Ed Vaizey, the communications minister, met with broadband providers, including BT, Virgin Media and TalkTalk, to explore changing how pornography gets into homes.
It was suggested that instead of parents having to choose to stop access to explicit websites, through parental controls, a block could be placed at source, meaning adults will have to specifically opt-in to receive the images.
The move is designed to prevent children from being exposed to sex at an early age and follows warnings about the hidden impact of pornography.
But many technology experts said that the plans were unworkable even if the broadband providers signed up to a voluntary code.
It relies upon the Government or the Internet service providers themselves having a comprehensive and up-to-date list of pornographic websites.
Critics also argued that the move would be "censorship through the back door" and could end up restricting access to many legitimate websites.
"We already have an opt-in approach on mobiles.

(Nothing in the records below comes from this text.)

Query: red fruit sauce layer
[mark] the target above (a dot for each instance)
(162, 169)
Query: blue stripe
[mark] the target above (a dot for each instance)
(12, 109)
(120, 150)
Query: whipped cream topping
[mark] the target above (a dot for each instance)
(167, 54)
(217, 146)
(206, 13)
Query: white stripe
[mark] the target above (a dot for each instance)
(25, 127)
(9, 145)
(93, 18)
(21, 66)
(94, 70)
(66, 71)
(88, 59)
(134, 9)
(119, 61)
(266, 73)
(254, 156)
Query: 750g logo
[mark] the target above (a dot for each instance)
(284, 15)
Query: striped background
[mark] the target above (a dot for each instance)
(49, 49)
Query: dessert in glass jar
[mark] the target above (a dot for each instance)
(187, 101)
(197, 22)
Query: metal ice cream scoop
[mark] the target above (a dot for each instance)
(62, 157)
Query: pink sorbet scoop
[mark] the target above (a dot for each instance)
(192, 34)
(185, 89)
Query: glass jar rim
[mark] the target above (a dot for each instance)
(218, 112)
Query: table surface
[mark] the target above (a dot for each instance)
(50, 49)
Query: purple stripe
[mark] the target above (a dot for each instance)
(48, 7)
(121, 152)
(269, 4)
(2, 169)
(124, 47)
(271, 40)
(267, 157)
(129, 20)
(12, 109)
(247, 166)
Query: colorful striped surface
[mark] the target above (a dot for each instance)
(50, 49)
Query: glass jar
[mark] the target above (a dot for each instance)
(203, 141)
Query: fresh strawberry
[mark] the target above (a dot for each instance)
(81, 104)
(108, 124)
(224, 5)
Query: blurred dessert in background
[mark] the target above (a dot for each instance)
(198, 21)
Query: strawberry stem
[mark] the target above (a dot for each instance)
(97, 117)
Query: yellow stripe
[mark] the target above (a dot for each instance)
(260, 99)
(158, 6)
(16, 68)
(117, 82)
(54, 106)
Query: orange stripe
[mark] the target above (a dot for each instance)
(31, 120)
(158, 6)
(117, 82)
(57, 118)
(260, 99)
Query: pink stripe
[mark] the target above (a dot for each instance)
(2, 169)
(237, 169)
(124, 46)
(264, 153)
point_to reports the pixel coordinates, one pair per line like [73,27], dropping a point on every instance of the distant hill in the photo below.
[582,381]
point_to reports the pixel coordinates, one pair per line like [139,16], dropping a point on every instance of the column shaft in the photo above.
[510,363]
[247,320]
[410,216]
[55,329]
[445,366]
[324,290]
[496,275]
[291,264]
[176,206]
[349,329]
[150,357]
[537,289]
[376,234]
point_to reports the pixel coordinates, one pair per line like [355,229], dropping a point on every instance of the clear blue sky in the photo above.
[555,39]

We're able to block sites, so it would be possible to do the same on the Internet," the Telegraph quoted a spokesman for Virgin Media as saying.
"It is just about finding the right approach," he stated.
The attempt by Vaizey to curb access to online pornography comes as an increasing number of televisions are being sold which allow viewers to watch Internet sites through the screens.
"This is a very serious matter. I think it is very important that it's the ISPs (internet service providers) that come up with solutions to protect children," Vaizey said.
"I'm hoping they will get their acts together so we don't have to legislate, but we are keeping an eye on the situation and we will have a new communications bill in the next couple of years," he added.